Peri-treatment of SGLT-2 Inhibitor on Myocardial Infarct Size and Remodeling Index in Patients With Acute Myocardial Infarction and High Risk of Heart Failure Undergoing Percutaneous Coronary Intervention (PRESTIGE-AMI)

After the introduction of percutaneous coronary intervention (PCI) as a method to normalize blood flow in the treatment of coronary artery disease, not only the technical aspects of coronary intervention but also the devices and medications have been improved over the past 30 years. However, despite these advances, morbidity, and mortality of AMI are still high. In particular, in patients with ST-segment elevation MI (STEMI), the 1-year mortality rate and hospitalization rate due to heart failure are 10%, and 22%, respectively. Accordingly, various efforts are being made to improve the prognosis of AMI and to reduce the infarct size, which is a major prognostic factor. The most effective method for achieving this goal to early and successful revascularization by PCI. However, restoring blood flow, which is a prerequisite for relieving ischemia, can paradoxically cause damage to the myocardium and death of the myocardium by itself. This phenomenon is called myocardial reperfusion injury. Several pharmacological and mechanical treatments targeting this phenomenon have been studied, and the experimental and small-scale clinical trials have been shown to have the effect of reducing infarct size and relieving myocardium.4 However, to date, large-scale clinical trials have not demonstrated clinical benefits.

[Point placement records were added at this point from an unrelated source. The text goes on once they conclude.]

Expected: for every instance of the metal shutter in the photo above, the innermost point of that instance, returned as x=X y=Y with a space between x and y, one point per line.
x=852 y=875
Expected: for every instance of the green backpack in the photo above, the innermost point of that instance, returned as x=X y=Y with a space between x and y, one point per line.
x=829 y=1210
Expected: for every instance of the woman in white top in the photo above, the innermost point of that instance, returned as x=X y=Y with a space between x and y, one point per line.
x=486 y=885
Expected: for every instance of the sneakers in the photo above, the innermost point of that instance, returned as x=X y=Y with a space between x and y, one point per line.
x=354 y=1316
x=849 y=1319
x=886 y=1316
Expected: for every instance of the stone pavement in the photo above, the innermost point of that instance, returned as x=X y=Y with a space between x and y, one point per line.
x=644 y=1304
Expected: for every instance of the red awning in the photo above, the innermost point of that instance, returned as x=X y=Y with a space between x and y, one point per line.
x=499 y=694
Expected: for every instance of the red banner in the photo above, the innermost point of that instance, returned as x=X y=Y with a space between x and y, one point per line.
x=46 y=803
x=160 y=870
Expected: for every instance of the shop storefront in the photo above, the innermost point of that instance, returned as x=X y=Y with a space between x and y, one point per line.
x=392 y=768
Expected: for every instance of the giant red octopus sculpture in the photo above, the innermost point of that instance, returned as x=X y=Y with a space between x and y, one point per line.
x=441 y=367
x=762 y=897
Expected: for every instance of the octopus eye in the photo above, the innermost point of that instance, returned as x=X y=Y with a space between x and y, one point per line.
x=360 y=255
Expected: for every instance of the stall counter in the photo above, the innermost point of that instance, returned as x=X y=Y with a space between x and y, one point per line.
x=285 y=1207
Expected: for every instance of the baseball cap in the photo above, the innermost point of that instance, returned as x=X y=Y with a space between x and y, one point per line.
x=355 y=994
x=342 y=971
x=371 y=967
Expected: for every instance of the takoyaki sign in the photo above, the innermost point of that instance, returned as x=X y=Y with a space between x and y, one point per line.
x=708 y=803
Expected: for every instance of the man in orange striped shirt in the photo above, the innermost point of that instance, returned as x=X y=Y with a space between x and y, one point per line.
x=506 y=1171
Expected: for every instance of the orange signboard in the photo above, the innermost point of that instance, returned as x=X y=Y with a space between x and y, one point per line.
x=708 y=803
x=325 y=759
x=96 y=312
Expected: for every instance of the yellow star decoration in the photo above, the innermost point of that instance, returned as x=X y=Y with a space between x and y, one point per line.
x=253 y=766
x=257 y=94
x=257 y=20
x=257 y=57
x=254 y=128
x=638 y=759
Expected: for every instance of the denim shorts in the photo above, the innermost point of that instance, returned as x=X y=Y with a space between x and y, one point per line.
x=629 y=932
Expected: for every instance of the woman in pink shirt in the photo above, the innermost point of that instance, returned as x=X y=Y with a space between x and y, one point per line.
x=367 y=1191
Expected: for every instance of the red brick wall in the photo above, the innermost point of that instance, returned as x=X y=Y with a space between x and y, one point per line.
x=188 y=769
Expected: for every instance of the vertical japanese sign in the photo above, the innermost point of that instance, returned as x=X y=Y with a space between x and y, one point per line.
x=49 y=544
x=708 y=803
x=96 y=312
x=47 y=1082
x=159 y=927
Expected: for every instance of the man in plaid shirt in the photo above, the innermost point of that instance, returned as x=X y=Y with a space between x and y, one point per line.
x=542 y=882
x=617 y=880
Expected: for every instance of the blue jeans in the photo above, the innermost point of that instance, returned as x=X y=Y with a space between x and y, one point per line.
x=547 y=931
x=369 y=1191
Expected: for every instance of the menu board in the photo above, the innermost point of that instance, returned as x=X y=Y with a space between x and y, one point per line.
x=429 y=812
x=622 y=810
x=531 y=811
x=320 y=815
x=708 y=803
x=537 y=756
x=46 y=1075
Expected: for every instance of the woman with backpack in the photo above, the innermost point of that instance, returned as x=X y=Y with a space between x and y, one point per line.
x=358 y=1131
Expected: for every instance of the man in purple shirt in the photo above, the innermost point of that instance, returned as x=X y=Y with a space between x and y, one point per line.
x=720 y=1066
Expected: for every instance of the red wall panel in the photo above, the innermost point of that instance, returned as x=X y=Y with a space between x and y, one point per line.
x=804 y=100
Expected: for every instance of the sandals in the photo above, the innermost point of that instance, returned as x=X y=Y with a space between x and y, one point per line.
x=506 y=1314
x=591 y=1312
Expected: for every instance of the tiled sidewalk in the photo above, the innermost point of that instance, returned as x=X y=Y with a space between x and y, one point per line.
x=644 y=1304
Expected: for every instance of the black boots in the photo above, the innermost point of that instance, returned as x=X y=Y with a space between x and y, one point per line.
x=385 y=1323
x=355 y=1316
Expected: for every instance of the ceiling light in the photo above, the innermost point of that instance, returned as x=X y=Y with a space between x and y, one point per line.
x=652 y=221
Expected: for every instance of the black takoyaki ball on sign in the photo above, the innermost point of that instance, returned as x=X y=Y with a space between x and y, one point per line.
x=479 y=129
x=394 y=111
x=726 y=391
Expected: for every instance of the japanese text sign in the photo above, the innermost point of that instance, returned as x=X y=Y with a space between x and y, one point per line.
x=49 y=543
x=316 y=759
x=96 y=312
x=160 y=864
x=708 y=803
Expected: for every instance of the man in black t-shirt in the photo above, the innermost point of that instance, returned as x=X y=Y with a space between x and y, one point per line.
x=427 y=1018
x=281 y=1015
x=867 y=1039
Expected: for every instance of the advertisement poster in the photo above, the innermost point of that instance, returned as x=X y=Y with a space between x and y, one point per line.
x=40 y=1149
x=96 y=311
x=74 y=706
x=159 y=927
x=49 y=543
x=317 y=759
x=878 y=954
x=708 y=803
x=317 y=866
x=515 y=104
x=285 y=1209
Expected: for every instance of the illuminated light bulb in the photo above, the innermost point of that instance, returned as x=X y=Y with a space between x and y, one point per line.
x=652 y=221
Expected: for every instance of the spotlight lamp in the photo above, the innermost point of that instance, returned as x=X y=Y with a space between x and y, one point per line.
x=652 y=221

SGLT-2 inhibitors are developed to lower blood sugar and treat type 2 diabetes mellitus (DM) by inhibiting Sodium glucose co-transporter-2 in proximal renal tubule, releasing glucose into the urine and preventing reabsorption. However, SGLT-2 inhibitors are known to have an effect on lowering cardiovascular events in addition to lowering blood sugar. In three large-scale, multicenter, randomized trials to evaluate the effects of SGLT-2 in type 2 diabetic patients, the combined outcome consisting of cardiac death or readmission due to heart failure was significantly lowered compared to the placebo group. In particular, DECLARE-TIMI 58 trial confirmed that this effect was consistent regardless of the history of atherosclerotic cardiovascular disease or heart failure.8 In addition, DAPA-CKD trial showed that SGLT-2 inhibitor significantly reduced the composite outcome consisting of cardiovascular death or readmission due to heart failure as well as the kidney-related outcome compared to the placebo group in patients with chronic kidney disease regardless of type 2 DM. Similarly, EMPEROR-Reduced and DAPA-HF trials consistently demonstrated that SGLT-2 inhibitor was associated with significantly lower risk of a composite of cardiovascular death or worsening heart failure in patients with heart failure with reduced ejection fraction. Therefore, the current guideline recommended the use of SGLT-2 inhibitor in patients with heart failure with reduced ejection fraction, with a conjunction of goal-directed medical therapy. Nevertheless, the mechanism that can explain this has been extensively investigated, but it is not clear yet. Several potential hypotheses have been proposed as mechanisms such as increased natriuresis, decreased blood pressure, decreased inflammation, and decreased reactive oxidative stress. In this regard, it is anticipated that the use of SGLT-2 inhibitors will benefit even in patients with AMI and high risk of heart failure in both acute and chronic phases.

Therefore, we aimed to identify whether SGLT-2 inhibitor administration before and after coronary intervention is effective in reducing the size of infarction and myocardial remodeling in patients with AMI and high risk of heart failure, and its mechanism. For this reason, we compared CMR parameters and clinical outcomes between the SGLT-2 inhibitor group and the control group to confirm the efficacy and safety of SGLT-2 inhibitors.